What you can do instead is create different interfaces, and implement some of them only in (some of) your descendant classes. Then you can use QueryInterface() or Supports() on the passed interface pointer. For your base class this will return nil, but for all descendant classes that implement the interface it will return a pointer that lets you call the methods only they have.
Edit: For example in the OmniThreadLibrary you will find:
IOmniWorker = interface
['{CA63E8C2-9B0E-4BFA-A527-31B2FCD8F413}']
function GetImplementor: TObject;
...
end;
which you could add to your interface. But again, IMHO the use of distinct interfaces is much better.
You can't cast an interface to an object directly (it is not what interfaces are intended for) but sometimes it so practical to be able to do it, that you can't resist...

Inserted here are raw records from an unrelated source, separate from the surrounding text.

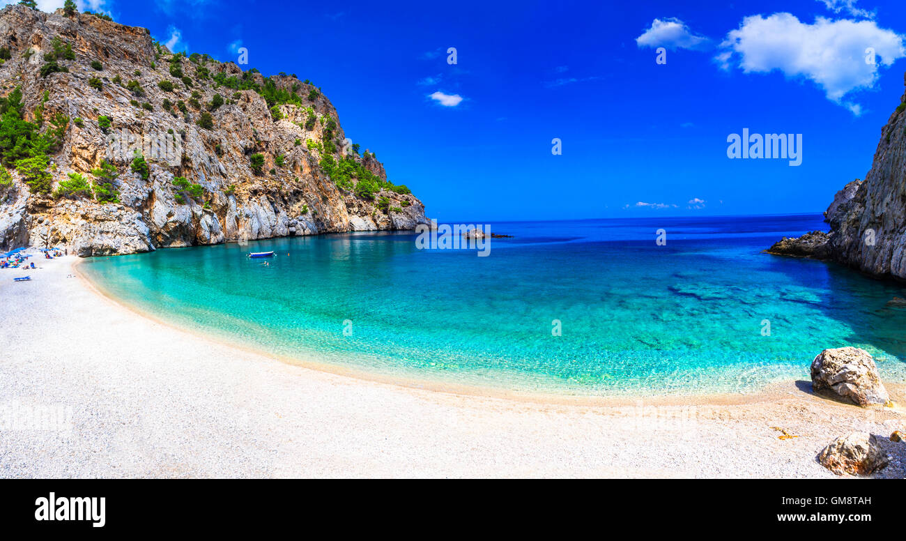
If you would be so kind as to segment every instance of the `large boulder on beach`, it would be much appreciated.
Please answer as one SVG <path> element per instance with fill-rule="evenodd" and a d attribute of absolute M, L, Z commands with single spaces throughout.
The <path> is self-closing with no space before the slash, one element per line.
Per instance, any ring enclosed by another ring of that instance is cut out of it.
<path fill-rule="evenodd" d="M 812 362 L 812 390 L 828 392 L 859 406 L 887 404 L 891 398 L 878 376 L 874 359 L 854 347 L 827 349 Z"/>
<path fill-rule="evenodd" d="M 877 439 L 868 432 L 841 436 L 818 453 L 818 462 L 837 475 L 868 475 L 889 461 Z"/>

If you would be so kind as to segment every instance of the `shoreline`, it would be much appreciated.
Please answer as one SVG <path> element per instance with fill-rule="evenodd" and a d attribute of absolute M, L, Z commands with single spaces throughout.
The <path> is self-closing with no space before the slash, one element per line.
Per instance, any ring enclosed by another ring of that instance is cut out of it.
<path fill-rule="evenodd" d="M 815 456 L 855 430 L 892 456 L 875 477 L 906 477 L 906 445 L 887 440 L 901 407 L 789 382 L 590 403 L 358 379 L 140 315 L 72 274 L 75 259 L 36 262 L 23 284 L 0 271 L 16 306 L 0 328 L 2 478 L 834 478 Z M 48 409 L 71 422 L 26 422 Z"/>
<path fill-rule="evenodd" d="M 249 353 L 263 355 L 272 358 L 290 366 L 297 366 L 308 370 L 314 370 L 337 376 L 352 378 L 363 382 L 376 382 L 386 385 L 393 385 L 407 389 L 417 389 L 431 392 L 444 392 L 460 396 L 471 396 L 480 398 L 494 398 L 510 400 L 516 401 L 531 402 L 537 404 L 551 405 L 573 405 L 573 406 L 633 406 L 640 400 L 651 405 L 662 406 L 685 406 L 685 405 L 704 405 L 704 404 L 753 404 L 766 401 L 782 398 L 784 392 L 798 391 L 796 387 L 797 380 L 784 380 L 769 383 L 758 391 L 753 392 L 690 392 L 690 393 L 661 393 L 661 394 L 620 394 L 617 396 L 590 396 L 590 395 L 568 395 L 545 392 L 533 392 L 528 391 L 505 390 L 495 387 L 482 387 L 479 385 L 469 385 L 466 383 L 451 383 L 446 382 L 433 381 L 430 379 L 419 379 L 416 377 L 399 377 L 390 374 L 381 374 L 376 372 L 366 370 L 356 370 L 354 368 L 341 366 L 331 362 L 321 362 L 316 359 L 302 359 L 289 355 L 279 355 L 254 346 L 244 345 L 229 339 L 217 336 L 212 333 L 205 333 L 199 329 L 188 329 L 178 326 L 176 324 L 167 319 L 150 314 L 148 311 L 130 304 L 116 296 L 101 290 L 91 278 L 79 270 L 84 263 L 84 259 L 78 258 L 72 263 L 72 270 L 79 280 L 92 293 L 101 297 L 106 302 L 127 310 L 139 317 L 152 321 L 158 324 L 165 325 L 170 329 L 185 333 L 198 340 L 209 341 L 226 347 L 236 348 Z M 810 382 L 806 382 L 811 385 Z"/>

If you really want to do like that, you can use the example "IOmniWorker" given by mghie directly in IMyInterFace:
IMyInterFace = interface
['{B7203E50-F5CB-4755-9DB1-FB41B7B192C5}']
function MyFunction: Boolean;
function GetImplementor: TObject;
end;
The function implementations look like that:
function TMyObject.GetImplementor: TObject;
begin
Result := Self;
end;
function TMyOtherObject.GetImplementor: TObject;
begin
Result := Self;
end;
SendInterfaceObject looks then like that:
procedure SendInterfaceObject(const iobj:IMyInterFace);
begin
if (iobj.GetImplementor is TSubMyObject) then
begin
//code here
end
else if (iobj.GetImplementor is TMyOtherObject) then
begin
//code here
end;
end;
By the way I have added a (very) small optimization: by passing iobj as "const" to the function you can avoid unnecessary reference counting.